Dwight writes a great deal, but never explains why he or the State should have the power to manage a neighbor’s womb? Please read the Constitution and Bill of Rights then try again. Managing another’s womb using the power of the State is tyranny.
Dwight—
Thank you for your publications.
In Part 1, you compare abortion to sending men to war: “while it is technically true that pro-life legislation intends to control women in a certain respect, it does not do so unjustly, similar to the way conscription controls young men in a certain respect.” In your worldview, legislation which prevents the premature ending of human life is necessary. In this very same worldview, legislation which promotes, encourages, and functionally mandates the premature ending of a human life is also necessary.
How do you reconcile this discrepancy?
In addition, you bring up the gender divide in the Supreme Court: “First, if the opinions of men regarding abortion are inadmissible in public discourse, then this includes the opinions used to substantiate the decision in Roe v. Wade with a SCOTUS composed entirely of male justices, and in Casey v. Planned Parenthood with a SCOTUS composed of eight men and one woman.”
You are correct that these male and majority-male boards should never have been tasked with making these decisions in the first place. Abortion should never be anyone’s decision other than the person carrying and the team she chooses. Further, the Supreme Court should be composed entirely of women—Our great country deserves nothing less.

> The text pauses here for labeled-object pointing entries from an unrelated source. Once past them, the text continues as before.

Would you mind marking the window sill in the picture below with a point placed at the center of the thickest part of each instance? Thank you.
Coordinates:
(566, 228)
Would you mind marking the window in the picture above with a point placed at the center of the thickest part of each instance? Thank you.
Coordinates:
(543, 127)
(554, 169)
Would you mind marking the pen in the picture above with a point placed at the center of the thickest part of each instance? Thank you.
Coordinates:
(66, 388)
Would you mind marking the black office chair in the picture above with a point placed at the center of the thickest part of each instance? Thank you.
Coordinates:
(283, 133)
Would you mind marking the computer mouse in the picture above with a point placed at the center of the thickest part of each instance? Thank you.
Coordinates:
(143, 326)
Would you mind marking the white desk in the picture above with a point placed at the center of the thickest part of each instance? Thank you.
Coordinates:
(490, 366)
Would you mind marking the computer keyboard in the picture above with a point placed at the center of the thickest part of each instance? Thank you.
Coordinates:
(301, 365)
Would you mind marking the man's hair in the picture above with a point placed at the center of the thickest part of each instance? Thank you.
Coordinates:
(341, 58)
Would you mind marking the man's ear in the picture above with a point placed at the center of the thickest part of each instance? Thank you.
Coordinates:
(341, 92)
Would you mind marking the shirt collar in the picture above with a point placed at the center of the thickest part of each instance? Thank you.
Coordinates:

Finally, you shrug off what is the core of the issue: “While scenarios involving saving the life of the mother are certainly more complex — and space dictates a more thorough discussion at another time — procedures utilized do not necessitate intentionally killing the fetus, so they will not qualify as abortions in the narrow sense either.”

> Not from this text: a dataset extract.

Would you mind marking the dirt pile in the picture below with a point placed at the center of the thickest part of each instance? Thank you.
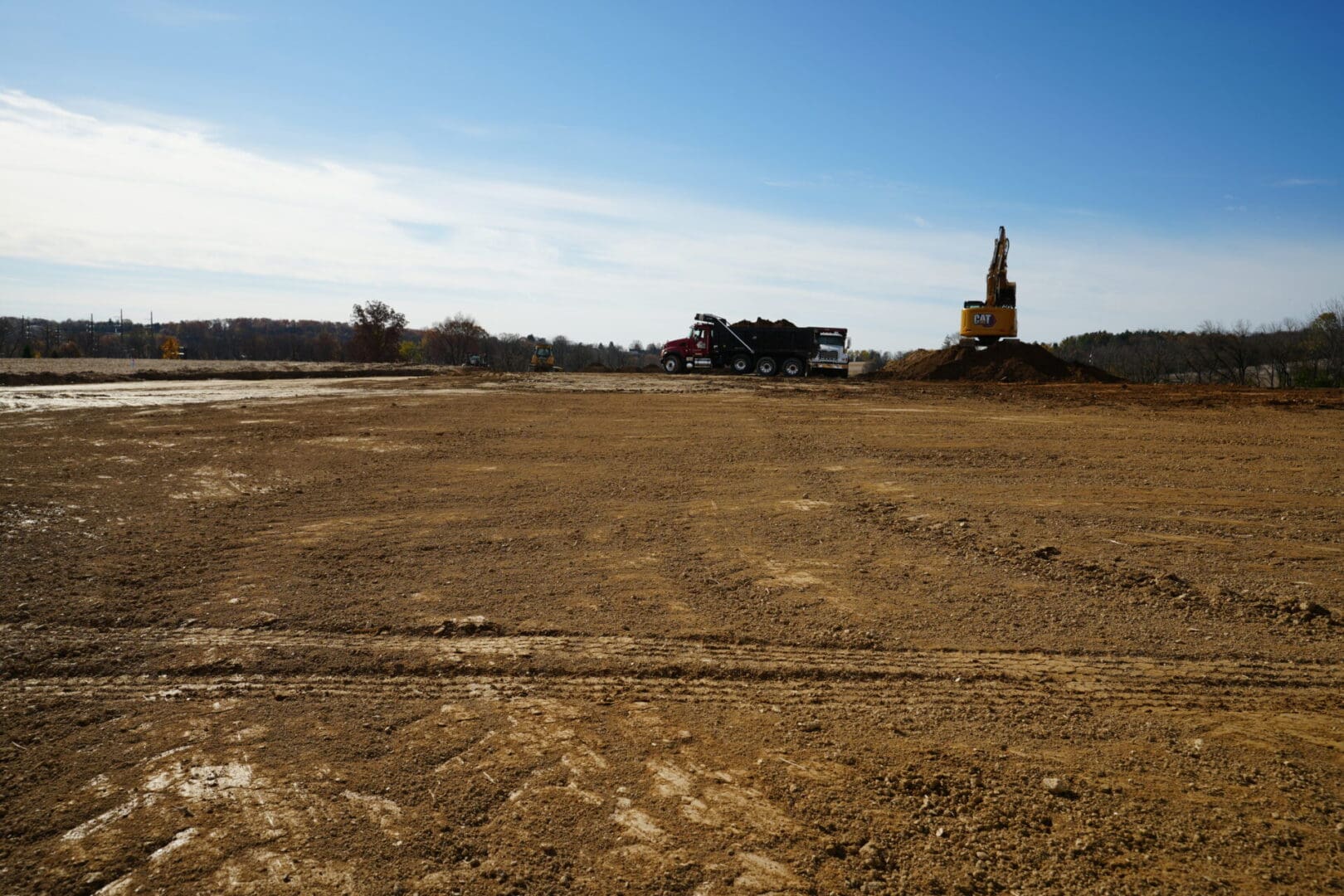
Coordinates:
(762, 321)
(1008, 362)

A miscarriage and an intentional abortion have no discernible difference once complete. Miscarriage can happen to any pregnancy at any point in time. As such, under pro-life legislation, any pregnancy can be subject to legal scrutiny at any point in time. This may rightly serve as a deterrent to couples deciding whether to have children at all.
Pro-life perspectives such as the ones delineated in your articles are not only lacking in nuance and critical thought—They are actively dangerous, both to the individual, and to society as a whole.
What a bunch of faux erudition to justify governmental overreach and degrade women’s agency.
Black and white thinking is attractive because it is simple. To say life begins at conception is a simplistic, black and white idea and / or a religious belief. In reality, the creation of a new sentient being is a months-long process that happens inside a woman’s body, consuming her energy, and changing the form and function of her body. On the day a sperm cell joins an egg cell, a religious view may be that God places a soul in the fertilized egg. The secular view is that a process has just begun that, if all goes well, will result in the birth of a human baby forty weeks later. A zygote has no brain, no heart, no nerves, no bones, and has no chance of even becoming a fetus without attaching to the womb. To impart human rights on a zygote is a religious decision that in reality makes no sense. Roe v. Wade recognized the process of human gestation by differentiating between a fetus that is necessarily a part of a woman’s body and a fetus that has developed enough to possibly survive outside the womb. An adult woman makes choices that affect not only her own life, but the lives of her family members as well. Pregnancy is complicated. No two pregnancies are alike, and complications are myriad. We have already seen in other states, like Texas, what happens when the government sticks its nose into women’s healthcare. Women have died, and others have suffered miserably and unnecessarily, from sepsis because doctors are afraid to provide abortion if they don’t have proof that the fetus is already dead. Women have been forced to carry to term fetuses with defects that are incompatible with life, which not only causes unnecessary pain and suffering, but can also cause women to lose their fertility. Can you imagine wanting to be a mom, but having to go through an entire pregnancy, labor, and delivery, knowing the baby will never go home home with you, and then losing your fertility because of the damage to your body, and so much of that having been preventable by an abortion early in the pregnancy? For that to happen to even one woman is unacceptable. The government needs to stay out of women’s healthcare decisions. People need to keep their religious views out of government.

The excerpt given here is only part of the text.